The trades unions and employers’ associations, extreme socialists and extreme Tories have so far been very bad psychologists.  If the Single Tax people were as good at being intuitionalists or idea-salesmen as they are at being philosophers in ideas they would long before this have turned everything their way.  They would have begun with people’s hungers and worked out from them.  They would have listened to people to find out what their hungers were.  The people who will stop being theoretical and logical about each other and who will look hard into each other’s eyes will be the people whose ideas will first come to pass.  Everything we try to do or say or bring to pass in England or America is going to begin after this, not in talking, but in listening.  If social reformers and industrial leaders had been good listeners, the social deadlock-England with its House of Lords and railroads both on strike and America with its great industries quarrelling-would have been arranged for and got out of the way over twenty years ago.
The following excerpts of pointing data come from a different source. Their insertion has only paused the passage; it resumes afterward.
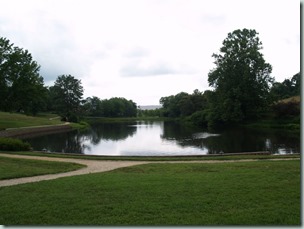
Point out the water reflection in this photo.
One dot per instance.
(164, 139)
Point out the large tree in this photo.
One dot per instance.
(241, 78)
(21, 86)
(66, 96)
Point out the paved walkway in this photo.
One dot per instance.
(96, 166)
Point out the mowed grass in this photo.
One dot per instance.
(14, 120)
(16, 168)
(241, 193)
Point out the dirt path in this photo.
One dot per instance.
(96, 166)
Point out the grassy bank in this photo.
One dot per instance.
(16, 168)
(13, 120)
(155, 158)
(255, 193)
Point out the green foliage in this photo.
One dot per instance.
(241, 78)
(14, 120)
(66, 95)
(11, 144)
(21, 86)
(183, 104)
(114, 107)
(288, 88)
(16, 168)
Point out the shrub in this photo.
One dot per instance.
(11, 144)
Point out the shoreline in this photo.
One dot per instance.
(35, 130)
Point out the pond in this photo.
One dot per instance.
(158, 138)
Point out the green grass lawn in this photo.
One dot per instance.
(16, 168)
(13, 120)
(251, 193)
(153, 158)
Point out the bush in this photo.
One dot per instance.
(11, 144)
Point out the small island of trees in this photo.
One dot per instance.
(243, 89)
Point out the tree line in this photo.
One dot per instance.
(243, 88)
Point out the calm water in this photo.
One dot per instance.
(164, 139)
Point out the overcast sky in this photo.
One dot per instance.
(146, 49)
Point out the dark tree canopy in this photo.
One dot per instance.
(21, 86)
(66, 95)
(241, 77)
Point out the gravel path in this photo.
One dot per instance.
(95, 166)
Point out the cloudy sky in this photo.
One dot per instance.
(146, 49)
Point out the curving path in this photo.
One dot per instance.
(96, 166)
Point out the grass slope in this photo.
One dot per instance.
(16, 168)
(13, 120)
(255, 193)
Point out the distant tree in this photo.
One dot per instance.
(288, 88)
(92, 106)
(183, 104)
(118, 107)
(241, 78)
(67, 96)
(21, 86)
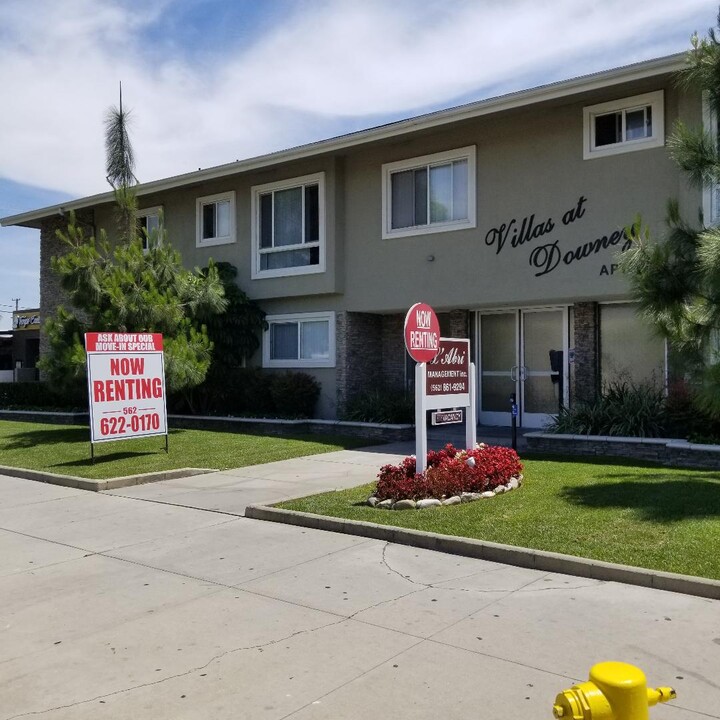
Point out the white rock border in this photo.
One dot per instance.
(513, 484)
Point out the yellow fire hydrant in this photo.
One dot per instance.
(614, 691)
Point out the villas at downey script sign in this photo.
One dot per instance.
(126, 385)
(422, 333)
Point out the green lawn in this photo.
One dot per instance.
(66, 450)
(613, 510)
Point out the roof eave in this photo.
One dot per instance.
(565, 88)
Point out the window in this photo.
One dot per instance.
(629, 350)
(711, 191)
(149, 223)
(634, 123)
(304, 340)
(429, 194)
(216, 219)
(289, 227)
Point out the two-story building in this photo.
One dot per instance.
(505, 215)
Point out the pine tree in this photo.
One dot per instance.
(676, 280)
(124, 288)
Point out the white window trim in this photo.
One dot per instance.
(711, 210)
(147, 212)
(207, 200)
(466, 153)
(256, 191)
(299, 318)
(654, 99)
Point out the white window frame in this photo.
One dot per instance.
(256, 272)
(711, 193)
(466, 153)
(299, 318)
(655, 100)
(148, 212)
(200, 203)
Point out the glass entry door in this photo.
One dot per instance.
(522, 352)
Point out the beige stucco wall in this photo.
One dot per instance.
(529, 163)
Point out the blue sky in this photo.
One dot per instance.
(211, 81)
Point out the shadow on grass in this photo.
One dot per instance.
(112, 457)
(656, 501)
(36, 438)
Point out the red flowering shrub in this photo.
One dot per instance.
(449, 472)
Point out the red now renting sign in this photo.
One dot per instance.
(422, 332)
(126, 385)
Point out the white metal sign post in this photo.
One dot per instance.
(446, 382)
(126, 386)
(444, 376)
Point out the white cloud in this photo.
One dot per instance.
(60, 64)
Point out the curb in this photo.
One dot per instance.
(98, 485)
(495, 552)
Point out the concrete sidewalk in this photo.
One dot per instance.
(121, 605)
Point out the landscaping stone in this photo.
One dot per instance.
(429, 502)
(407, 504)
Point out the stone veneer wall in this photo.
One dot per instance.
(358, 354)
(394, 359)
(370, 350)
(51, 294)
(587, 372)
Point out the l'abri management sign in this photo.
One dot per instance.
(126, 385)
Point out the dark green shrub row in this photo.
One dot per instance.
(381, 406)
(40, 396)
(645, 410)
(252, 392)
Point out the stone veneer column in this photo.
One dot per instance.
(587, 373)
(358, 354)
(51, 294)
(394, 358)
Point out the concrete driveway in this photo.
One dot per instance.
(121, 605)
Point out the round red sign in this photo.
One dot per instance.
(422, 333)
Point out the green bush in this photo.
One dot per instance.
(381, 406)
(624, 409)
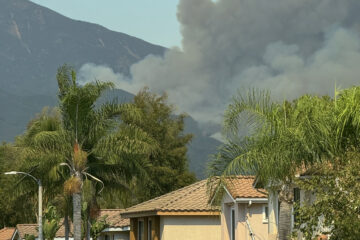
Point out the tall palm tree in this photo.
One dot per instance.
(284, 138)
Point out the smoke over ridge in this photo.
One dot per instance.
(290, 47)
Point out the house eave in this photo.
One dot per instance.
(253, 200)
(116, 229)
(214, 212)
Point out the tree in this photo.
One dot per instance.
(283, 139)
(169, 164)
(336, 208)
(85, 143)
(51, 222)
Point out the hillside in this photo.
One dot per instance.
(35, 41)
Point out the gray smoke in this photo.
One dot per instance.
(290, 47)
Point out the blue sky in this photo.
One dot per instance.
(151, 20)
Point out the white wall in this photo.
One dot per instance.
(125, 235)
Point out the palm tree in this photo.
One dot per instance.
(284, 138)
(86, 142)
We have overlooked the first step of industrial reform, the rather extreme step of listening.  The most hard-headed and conclusive man to settle any given industrial difficulty is the man who has the gift of divining what is going on in other people’s minds, a gift for being human, a gift for treating everybody who disagrees with him as if they might possibly be human too, though they are very poor, even though they are very rich.  Practical psychology has come to be not only the only solution but also the only method of our modern industrial questions.  Being so human that one can guess what any possible human being would think is the one hard-headed and practical way to meet the modern labour problem.

The first symptom of being human in a man is his range and power of shrewd, happy toleration, or courage for people who know as little now as he knew once.

A man’s sense of toleration is based primarily upon the range and power of his knowledge of himself, upon his power of remembering and anticipating himself, upon his laughing with God at himself, upon his habit in darkness, weariness or despair, or in silent victory and joy, of falling on his knees.

Toleration is reverence.  It is the first source of courage for other people.